Simon Fraser University is expected to announce Chief Robert Joseph, ambassador for Reconciliation Canada, as their next Jack P. Blaney Award* for Dialogue recipient.

Simon Fraser President Andrew Petter is expected to make the announcement during today's SFU Reconciliation Day, marking the arrival of the Truth and Reconciliation Commission (TRC) hearings in Vancouver next week. Part of the Indian Residential Schools Settlement Agreement, the largest class action suit in Canadian history, the TRC hearings document the experiences of aboriginal survivors of Canada's residential school system.

"The Blaney Award is a pretty prestigious award based on community work and community achievement," William Lindsay, director of Simon Fraser's Office for Aboriginal Peoples, told The Tyee.
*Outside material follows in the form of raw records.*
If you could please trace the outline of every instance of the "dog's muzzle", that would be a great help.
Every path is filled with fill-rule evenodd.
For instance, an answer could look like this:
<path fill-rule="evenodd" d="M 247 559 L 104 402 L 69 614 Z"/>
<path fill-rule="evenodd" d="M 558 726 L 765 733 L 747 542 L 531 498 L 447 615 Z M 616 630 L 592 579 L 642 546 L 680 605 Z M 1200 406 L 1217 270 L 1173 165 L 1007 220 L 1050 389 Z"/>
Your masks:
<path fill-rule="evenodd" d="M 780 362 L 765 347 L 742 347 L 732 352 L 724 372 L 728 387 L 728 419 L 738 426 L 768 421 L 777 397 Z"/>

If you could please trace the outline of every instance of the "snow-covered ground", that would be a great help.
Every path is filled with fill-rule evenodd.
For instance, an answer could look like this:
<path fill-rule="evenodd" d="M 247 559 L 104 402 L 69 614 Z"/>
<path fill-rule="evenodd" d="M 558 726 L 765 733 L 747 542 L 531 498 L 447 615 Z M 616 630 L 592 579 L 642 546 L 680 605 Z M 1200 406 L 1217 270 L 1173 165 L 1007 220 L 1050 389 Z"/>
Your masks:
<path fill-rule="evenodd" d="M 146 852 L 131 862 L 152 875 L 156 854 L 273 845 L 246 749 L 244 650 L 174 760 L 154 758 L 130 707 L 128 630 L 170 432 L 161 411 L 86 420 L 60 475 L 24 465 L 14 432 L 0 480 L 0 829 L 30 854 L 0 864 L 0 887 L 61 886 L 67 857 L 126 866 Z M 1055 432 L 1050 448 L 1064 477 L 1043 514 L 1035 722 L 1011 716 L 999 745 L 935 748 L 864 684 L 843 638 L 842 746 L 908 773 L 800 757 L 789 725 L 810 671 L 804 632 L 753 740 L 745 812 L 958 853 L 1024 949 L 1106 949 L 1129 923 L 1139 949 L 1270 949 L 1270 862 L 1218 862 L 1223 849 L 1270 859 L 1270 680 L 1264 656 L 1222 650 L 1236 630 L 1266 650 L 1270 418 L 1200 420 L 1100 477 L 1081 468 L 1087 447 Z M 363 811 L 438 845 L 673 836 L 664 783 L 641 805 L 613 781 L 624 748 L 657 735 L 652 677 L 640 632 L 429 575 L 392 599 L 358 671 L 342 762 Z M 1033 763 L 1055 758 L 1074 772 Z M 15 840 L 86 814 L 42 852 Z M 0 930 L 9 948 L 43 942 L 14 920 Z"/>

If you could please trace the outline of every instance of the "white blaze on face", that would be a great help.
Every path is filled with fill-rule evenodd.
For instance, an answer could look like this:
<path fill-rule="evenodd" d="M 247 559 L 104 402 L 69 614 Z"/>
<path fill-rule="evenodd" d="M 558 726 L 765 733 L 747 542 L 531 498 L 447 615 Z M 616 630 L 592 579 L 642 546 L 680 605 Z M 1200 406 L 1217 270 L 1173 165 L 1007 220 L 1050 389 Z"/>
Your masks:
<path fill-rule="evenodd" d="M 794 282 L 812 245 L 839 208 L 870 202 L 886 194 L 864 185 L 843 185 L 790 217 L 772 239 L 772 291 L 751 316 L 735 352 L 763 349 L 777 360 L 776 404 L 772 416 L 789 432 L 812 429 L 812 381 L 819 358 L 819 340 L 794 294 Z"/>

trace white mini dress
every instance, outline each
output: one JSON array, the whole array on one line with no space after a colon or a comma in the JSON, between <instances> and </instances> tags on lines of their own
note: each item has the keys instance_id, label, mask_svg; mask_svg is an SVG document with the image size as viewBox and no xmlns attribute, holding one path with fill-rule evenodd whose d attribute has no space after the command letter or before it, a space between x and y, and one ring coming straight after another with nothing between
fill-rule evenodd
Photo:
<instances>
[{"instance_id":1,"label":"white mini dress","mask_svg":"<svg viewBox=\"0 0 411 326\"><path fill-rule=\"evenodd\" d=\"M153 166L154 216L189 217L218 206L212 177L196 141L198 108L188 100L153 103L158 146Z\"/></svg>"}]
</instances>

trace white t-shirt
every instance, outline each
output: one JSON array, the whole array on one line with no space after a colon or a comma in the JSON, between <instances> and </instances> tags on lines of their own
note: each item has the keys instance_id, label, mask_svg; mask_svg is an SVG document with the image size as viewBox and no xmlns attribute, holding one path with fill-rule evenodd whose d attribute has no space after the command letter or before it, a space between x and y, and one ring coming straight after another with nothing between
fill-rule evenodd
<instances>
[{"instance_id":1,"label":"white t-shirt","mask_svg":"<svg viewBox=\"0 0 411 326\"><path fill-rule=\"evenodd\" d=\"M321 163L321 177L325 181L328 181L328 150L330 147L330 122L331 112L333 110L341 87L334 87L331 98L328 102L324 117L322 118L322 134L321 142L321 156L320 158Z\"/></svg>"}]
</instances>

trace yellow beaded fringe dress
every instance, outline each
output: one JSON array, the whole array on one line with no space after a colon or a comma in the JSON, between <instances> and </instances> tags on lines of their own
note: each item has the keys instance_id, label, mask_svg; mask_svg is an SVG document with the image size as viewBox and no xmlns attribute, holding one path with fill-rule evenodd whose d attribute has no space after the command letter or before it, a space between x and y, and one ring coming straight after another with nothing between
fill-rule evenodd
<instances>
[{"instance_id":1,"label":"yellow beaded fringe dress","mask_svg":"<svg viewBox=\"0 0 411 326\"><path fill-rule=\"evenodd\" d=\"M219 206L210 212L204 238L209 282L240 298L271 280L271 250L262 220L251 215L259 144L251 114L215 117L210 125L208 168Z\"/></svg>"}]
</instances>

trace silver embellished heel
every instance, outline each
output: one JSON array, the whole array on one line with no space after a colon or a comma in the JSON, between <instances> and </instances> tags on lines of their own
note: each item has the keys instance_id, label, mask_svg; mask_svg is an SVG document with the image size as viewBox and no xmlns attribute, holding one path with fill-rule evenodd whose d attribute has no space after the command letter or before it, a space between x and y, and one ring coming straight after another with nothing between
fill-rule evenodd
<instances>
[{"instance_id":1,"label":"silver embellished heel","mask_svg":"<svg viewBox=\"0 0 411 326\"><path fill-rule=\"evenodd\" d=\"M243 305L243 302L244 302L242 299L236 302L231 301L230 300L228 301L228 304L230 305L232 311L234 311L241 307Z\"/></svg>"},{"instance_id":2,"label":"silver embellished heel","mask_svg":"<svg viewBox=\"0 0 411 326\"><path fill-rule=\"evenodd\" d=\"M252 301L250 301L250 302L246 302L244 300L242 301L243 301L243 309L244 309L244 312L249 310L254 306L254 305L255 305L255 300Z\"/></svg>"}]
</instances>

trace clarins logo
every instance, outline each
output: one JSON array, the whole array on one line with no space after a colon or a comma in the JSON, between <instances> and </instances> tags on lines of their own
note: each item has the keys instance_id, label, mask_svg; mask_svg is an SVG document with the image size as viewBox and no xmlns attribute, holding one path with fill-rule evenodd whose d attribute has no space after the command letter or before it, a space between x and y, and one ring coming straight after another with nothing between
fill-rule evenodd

Previous recipients of the Jack D. Blaney Award, recognizing international achievement in dialogue, include Mary Robinson, former member of the UN High Commission on Human Rights and president of Ireland, and Maurice Strong, secretary general of the both the 1972 United Nations Conference on the Human Environment and the 1992 Rio Environmental Summit.

Lindsay says the award recognizes Joseph's role as ambassador for and visionary behind Reconciliation Canada, a charitable organization independent from the TRC that strives to repair and reform relations between aboriginal and non-aboriginal people in Canada. Reconciliation Canada is hoping to start that effort in Vancouver with the All Nations Canoe Gathering on Sept. 17 and the Walk for Reconciliation on Sept. 22.

As a professor, Lindsay says he would end his lectures on residential schools by looking at their lasting legacy, which "wasn't good news."

"Chief Joseph and others are taking it to the next step: reconciliation. How can we come to grips with this? How can we reconcile who we are today as a people with what happened in the past? How can we involve the rest of non-aboriginal society in this process?" he said.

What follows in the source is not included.